Dave Knox, Cloudworks’ construction manager, says the water flow downstream is calibrated to meet government standards so the creek’s fish habitat is unaffected. A screen prevents resident fish from getting sucked into the intake, and a fish ladder allows them to get above the structure.
“Salmon don’t get up here,” he says, resident trout coming from past stocking efforts.
The eventual cluster of six small hydro projects Cloudworks is building in the area will provide enough electricity to fuel 60,000 homes per year, cutting some 200,000 tonnes of greenhouse gases annually.
Harris says most of his people welcomed the projects, which will finally connect them to the BC Hydro power grid, providing electricity needed to operate businesses and create jobs, and bring utilities like water to housing subdivisions.
He says the projects didn’t create as many jobs for his people as hoped, but that’s only because there wasn’t enough housing to accommodate returning band members.
About 40 members live on the reserve, but the band has a total membership of about 236.
“We don’t have many houses in our community,” Harris explains. “Then we had the (Cloudworks) jobs, but not the housing.”
Accommodation was available in the company’s work camp, but Harris points out that most of his people went through the residential school experience and the warren-like dormitories of the camp left them uncomfortable.
Still, he says some members are doing subcontracting work for the company and some are getting trained to eventually take over maintenance of the substations.
The company has also entered into a number of side agreements with the band that will bring telephone and Internet services to the area, and build a traditional pit-house or Eshtken for village meetings and ceremonies.
“We’re glad we’re able to enter into those types of agreement with Cloudworks ... to further some of the dreams we’ve had,” says former chief Darryl Peters.
Perhaps more significant on a symbolic level, the company discovered soil next to a village playground near the old generator site was contaminated.
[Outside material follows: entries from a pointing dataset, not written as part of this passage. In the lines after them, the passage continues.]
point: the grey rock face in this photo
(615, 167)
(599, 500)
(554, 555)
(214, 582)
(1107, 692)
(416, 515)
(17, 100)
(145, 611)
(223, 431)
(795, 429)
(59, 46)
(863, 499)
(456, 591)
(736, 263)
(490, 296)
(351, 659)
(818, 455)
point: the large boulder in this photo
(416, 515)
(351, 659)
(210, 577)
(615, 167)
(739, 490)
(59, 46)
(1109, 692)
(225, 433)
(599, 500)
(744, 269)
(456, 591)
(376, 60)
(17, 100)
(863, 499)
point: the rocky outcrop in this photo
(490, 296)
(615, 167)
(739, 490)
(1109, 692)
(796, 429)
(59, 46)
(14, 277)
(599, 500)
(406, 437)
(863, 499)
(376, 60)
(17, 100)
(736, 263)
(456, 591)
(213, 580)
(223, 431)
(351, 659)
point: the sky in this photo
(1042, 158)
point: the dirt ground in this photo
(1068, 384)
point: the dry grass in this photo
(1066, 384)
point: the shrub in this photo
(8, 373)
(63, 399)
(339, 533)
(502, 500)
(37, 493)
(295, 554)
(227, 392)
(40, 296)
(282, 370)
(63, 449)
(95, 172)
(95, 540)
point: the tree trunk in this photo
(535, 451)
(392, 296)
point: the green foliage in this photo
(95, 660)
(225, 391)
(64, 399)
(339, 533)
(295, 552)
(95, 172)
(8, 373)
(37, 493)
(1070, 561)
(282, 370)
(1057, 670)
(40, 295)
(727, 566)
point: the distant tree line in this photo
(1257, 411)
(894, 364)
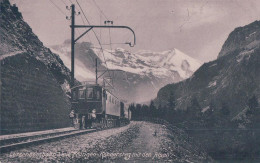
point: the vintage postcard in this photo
(130, 81)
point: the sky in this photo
(198, 28)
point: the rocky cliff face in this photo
(33, 79)
(231, 79)
(142, 73)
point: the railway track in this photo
(11, 143)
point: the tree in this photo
(152, 108)
(171, 101)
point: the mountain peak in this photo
(242, 38)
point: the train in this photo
(94, 106)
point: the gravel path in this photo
(136, 142)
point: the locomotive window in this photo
(98, 95)
(90, 93)
(81, 94)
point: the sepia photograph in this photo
(130, 81)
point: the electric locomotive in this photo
(96, 107)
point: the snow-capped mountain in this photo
(142, 73)
(148, 63)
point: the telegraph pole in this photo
(72, 42)
(96, 72)
(88, 27)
After removing the generator, the company spent $100,000 to build a new playground and to truck away about 40 loads of contaminated material.
A special relationship has grown up between the band and the company after 10 years of working together on the projects, Andrews agrees.
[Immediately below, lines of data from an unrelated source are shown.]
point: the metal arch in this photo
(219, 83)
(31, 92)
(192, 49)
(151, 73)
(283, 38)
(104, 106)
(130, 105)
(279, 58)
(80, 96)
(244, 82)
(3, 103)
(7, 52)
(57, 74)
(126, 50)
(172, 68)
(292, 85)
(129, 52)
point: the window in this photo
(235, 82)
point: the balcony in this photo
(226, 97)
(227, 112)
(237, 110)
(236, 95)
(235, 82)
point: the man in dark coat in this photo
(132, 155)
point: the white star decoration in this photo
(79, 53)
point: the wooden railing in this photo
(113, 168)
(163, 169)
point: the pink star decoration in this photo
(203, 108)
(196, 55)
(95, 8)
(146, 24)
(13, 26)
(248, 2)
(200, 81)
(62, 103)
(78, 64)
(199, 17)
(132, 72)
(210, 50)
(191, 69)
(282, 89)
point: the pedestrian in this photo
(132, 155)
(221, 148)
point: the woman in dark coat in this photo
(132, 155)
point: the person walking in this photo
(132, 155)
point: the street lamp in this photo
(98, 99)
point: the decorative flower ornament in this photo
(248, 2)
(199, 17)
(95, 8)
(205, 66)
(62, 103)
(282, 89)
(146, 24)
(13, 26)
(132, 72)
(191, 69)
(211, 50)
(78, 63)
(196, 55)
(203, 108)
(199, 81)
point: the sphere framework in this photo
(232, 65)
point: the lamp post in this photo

Initially, he says there was some “resentment” of the Cloudworks crews, who were mistaken for BC Hydro officials - who for decades had denied the band access to the 360 KV transmission line that has hung above their community since the 1960s.
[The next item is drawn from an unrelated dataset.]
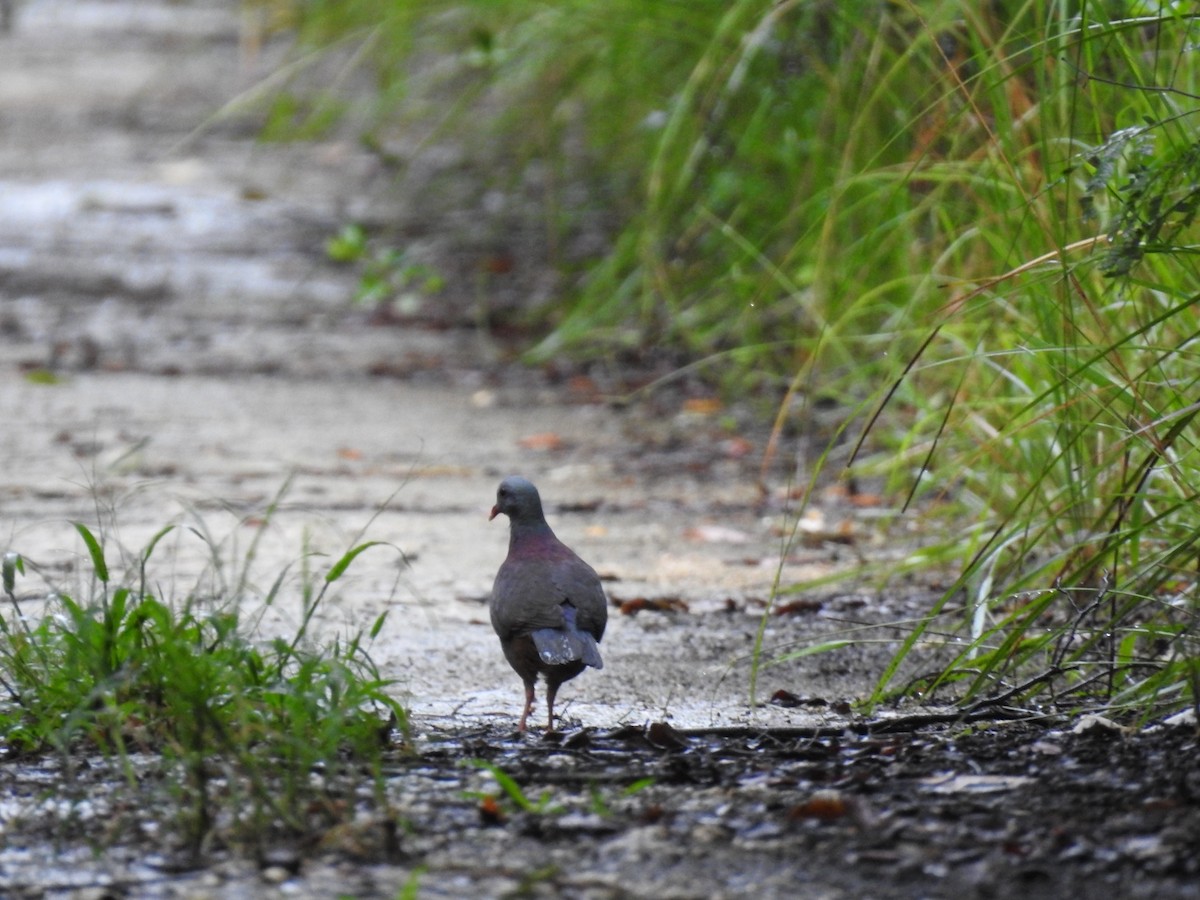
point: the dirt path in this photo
(175, 348)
He also agrees it’s “gratifying” personally to play a part in bringing electricity to the people and improving living conditions.
“We’re kind of in this together,” he says. “We’re only going to be happy as long as they’re happy with us being here.”
Happy enough, Harris says, that he’s proposing the Cloudworks agreement with the band be a model for all communities - not just aboriginal - negotiating run-of-river agreements.
An “impact benefits standard” Harris is proposing to the Union of B.C. Indian Chiefs this fall would ensure that all communities “get the same benefits that we do,” he says.
Meanwhile, the NDP is backing away from its call for a moratorium on run-of-river hydro projects, and its opposition to the carbon tax.
NDP election candidates like Mason Goulden in Chilliwack called the projects a sell-out of B.C.’s rivers and streams to private corporations.
The party called for a moratorium on new projects, but on Friday NDP environmental critic Rob Fleming refused to use the word “moratorium” when asked about the NDP’s stand post-election.
Instead, Fleming called for a “more thorough environmental review” of the projects.
According to the B.C. ministry, no fewer than 11 provincial and six federal approvals are needed before a permit is issued, and all BC Hydro contracts with independent power producers must be approved by the BC Utilities Commission.
Ownership of rivers and streams where projects are located also remains in public hands, the ministry says.
Cloudworks will pay the province about $92 million over 40 years to “rent” the water for the Harrison projects.